Background:

Experimental proof of gene function assignments in plants is based on mutant analyses. T-DNA

insertion lines provided an invaluable resource of mutants and enabled systematic reverse genetics-based

investigation of the functions of Arabidopsis thaliana genes during the last decades.

Results:

We sequenced the genomes of 14 A. thaliana GABI-Kat T-DNA insertion lines, which eluded flanking

sequence tag-based attempts to characterize their insertion loci, with Oxford Nanopore Technologies (ONT) long

reads. Complex T-DNA insertions were resolved and 11 previously unknown T-DNA loci identified, resulting in about

2 T-DNA insertions per line and suggesting that this number was previously underestimated. T-DNA mutagenesis

caused fusions of chromosomes along with compensating translocations to keep the gene set complete

throughout meiosis. Also, an inverted duplication of 800 kbp was detected.
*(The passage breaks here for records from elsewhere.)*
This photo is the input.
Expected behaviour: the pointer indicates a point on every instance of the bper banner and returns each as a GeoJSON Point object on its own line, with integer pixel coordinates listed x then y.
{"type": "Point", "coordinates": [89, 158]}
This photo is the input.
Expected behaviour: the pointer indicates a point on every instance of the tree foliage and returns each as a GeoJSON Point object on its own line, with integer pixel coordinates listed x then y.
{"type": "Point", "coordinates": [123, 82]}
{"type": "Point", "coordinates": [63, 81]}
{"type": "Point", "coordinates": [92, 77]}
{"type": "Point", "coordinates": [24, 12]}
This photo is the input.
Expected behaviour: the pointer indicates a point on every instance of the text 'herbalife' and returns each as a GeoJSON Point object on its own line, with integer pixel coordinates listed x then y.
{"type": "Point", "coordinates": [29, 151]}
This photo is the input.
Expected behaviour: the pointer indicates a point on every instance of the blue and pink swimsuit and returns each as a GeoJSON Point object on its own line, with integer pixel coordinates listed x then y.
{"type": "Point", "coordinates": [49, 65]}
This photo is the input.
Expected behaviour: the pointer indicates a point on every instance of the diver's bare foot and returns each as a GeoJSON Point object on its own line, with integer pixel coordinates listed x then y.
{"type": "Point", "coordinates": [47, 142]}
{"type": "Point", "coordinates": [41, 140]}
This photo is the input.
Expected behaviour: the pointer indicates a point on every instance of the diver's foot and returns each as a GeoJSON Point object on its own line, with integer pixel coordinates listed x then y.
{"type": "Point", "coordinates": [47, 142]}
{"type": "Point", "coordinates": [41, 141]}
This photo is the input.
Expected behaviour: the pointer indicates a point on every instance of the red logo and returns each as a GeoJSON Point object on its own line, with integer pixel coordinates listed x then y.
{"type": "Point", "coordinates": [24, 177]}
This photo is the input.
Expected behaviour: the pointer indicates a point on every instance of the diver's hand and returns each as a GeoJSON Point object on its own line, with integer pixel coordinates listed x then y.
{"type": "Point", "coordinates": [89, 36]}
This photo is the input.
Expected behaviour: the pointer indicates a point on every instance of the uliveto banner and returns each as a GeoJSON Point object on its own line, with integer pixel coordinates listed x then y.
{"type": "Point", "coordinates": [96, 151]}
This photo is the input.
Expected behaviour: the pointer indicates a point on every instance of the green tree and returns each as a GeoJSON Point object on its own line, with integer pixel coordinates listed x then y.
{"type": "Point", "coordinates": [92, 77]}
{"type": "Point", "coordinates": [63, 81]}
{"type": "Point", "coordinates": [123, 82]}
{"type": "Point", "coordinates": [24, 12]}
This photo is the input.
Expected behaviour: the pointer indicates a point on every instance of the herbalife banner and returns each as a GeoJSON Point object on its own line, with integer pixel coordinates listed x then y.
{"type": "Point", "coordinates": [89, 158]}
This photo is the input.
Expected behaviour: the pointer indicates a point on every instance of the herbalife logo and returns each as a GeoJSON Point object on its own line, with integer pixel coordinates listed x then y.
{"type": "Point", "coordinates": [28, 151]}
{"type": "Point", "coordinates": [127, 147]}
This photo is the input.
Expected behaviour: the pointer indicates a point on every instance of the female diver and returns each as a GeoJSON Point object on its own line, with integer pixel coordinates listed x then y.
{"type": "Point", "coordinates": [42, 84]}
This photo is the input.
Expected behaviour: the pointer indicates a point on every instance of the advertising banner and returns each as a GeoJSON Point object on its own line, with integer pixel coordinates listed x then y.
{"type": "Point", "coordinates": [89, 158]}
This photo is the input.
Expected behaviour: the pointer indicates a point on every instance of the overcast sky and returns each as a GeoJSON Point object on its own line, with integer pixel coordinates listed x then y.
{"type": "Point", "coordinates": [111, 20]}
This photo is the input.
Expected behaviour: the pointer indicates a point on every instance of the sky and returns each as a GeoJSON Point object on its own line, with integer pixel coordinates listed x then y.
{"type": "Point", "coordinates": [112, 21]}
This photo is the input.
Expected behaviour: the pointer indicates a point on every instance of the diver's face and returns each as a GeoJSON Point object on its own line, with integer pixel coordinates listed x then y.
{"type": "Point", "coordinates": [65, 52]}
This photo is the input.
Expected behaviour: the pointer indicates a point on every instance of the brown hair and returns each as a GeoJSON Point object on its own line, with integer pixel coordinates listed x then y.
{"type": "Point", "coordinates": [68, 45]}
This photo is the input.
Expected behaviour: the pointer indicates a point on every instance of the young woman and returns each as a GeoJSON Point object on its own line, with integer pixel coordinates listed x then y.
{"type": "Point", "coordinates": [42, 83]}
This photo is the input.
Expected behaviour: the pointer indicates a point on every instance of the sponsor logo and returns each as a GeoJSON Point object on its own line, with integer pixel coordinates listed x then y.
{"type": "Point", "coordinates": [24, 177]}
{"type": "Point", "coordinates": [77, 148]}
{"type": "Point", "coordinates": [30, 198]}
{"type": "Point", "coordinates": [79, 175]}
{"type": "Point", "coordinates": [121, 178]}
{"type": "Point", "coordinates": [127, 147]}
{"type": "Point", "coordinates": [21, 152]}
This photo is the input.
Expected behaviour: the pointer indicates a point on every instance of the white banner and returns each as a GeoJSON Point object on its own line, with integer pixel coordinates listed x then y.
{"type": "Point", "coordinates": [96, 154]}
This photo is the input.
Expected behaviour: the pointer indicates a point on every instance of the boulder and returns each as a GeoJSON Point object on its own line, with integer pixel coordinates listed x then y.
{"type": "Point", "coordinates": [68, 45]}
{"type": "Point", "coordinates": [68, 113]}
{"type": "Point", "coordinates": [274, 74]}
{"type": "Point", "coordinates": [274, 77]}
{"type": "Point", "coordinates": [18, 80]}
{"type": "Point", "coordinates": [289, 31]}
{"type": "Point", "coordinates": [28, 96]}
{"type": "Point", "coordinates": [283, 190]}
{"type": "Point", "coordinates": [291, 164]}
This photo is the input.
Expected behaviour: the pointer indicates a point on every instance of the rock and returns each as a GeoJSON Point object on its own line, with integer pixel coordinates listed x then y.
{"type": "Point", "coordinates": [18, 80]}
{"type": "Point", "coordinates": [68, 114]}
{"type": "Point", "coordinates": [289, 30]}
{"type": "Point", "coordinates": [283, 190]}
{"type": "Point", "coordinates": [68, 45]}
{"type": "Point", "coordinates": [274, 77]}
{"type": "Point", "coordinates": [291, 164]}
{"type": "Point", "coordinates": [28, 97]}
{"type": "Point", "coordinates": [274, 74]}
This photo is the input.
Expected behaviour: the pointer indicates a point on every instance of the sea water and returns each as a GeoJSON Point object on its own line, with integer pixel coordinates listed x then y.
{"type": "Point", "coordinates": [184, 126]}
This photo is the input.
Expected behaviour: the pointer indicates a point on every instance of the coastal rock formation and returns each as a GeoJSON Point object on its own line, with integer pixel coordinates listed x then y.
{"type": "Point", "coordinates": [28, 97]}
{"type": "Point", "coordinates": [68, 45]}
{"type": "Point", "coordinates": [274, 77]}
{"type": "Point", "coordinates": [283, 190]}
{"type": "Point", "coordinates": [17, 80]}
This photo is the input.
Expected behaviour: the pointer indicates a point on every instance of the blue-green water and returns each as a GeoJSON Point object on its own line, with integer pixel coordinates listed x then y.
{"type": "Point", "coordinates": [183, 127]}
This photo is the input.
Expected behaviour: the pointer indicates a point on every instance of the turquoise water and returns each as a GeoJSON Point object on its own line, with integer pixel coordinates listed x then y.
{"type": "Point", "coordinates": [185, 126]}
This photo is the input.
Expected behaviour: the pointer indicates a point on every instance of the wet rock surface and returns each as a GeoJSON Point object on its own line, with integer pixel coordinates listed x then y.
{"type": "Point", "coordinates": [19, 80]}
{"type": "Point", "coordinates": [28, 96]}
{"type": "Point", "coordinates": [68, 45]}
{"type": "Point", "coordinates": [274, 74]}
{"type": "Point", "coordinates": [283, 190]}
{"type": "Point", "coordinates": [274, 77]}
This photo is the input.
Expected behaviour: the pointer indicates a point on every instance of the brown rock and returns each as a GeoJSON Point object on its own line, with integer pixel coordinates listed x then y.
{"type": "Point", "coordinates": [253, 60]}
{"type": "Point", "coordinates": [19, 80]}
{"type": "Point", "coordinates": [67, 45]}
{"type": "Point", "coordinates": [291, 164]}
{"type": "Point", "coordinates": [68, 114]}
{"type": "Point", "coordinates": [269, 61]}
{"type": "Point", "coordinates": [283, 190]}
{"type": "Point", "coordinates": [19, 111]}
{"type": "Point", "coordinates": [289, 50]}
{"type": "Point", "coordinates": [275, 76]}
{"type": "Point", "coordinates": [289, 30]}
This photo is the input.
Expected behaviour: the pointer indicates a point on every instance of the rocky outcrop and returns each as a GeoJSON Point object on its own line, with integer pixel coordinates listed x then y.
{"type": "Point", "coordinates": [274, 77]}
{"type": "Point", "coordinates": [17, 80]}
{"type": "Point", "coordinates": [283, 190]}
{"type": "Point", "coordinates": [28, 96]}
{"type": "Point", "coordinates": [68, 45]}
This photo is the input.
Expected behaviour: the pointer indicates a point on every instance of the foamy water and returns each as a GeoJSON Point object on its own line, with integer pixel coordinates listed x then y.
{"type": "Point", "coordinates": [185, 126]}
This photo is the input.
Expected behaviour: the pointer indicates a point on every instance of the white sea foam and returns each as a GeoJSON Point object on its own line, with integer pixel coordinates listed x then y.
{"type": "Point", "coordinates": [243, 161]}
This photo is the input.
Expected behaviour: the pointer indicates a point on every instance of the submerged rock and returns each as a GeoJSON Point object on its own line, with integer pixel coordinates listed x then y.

About 10 % of GABI-Kat lines might be

affected by chromosomal rearrangements, some of which do not involve T-DNA. Local assembly of selected reads

was shown to be a computationally effective method to resolve the structure of T-DNA insertion loci. We

developed an automated workflow to support investigation of long read data from T-DNA insertion lines. All steps

from DNA extraction to assembly of T-DNA loci can be completed within days.

Conclusions:

Long read sequencing was demonstrated to be an effective way to resolve complex T-DNA insertions

and chromosome fusions. Many T-DNA insertions comprise not just a single T-DNA, but complex arrays of multiple

T-DNAs. It is becoming obvious that T-DNA insertion alleles must be characterized by exact identification of both

T-DNA::genome junctions to generate clear genotype-to-phenotype relations.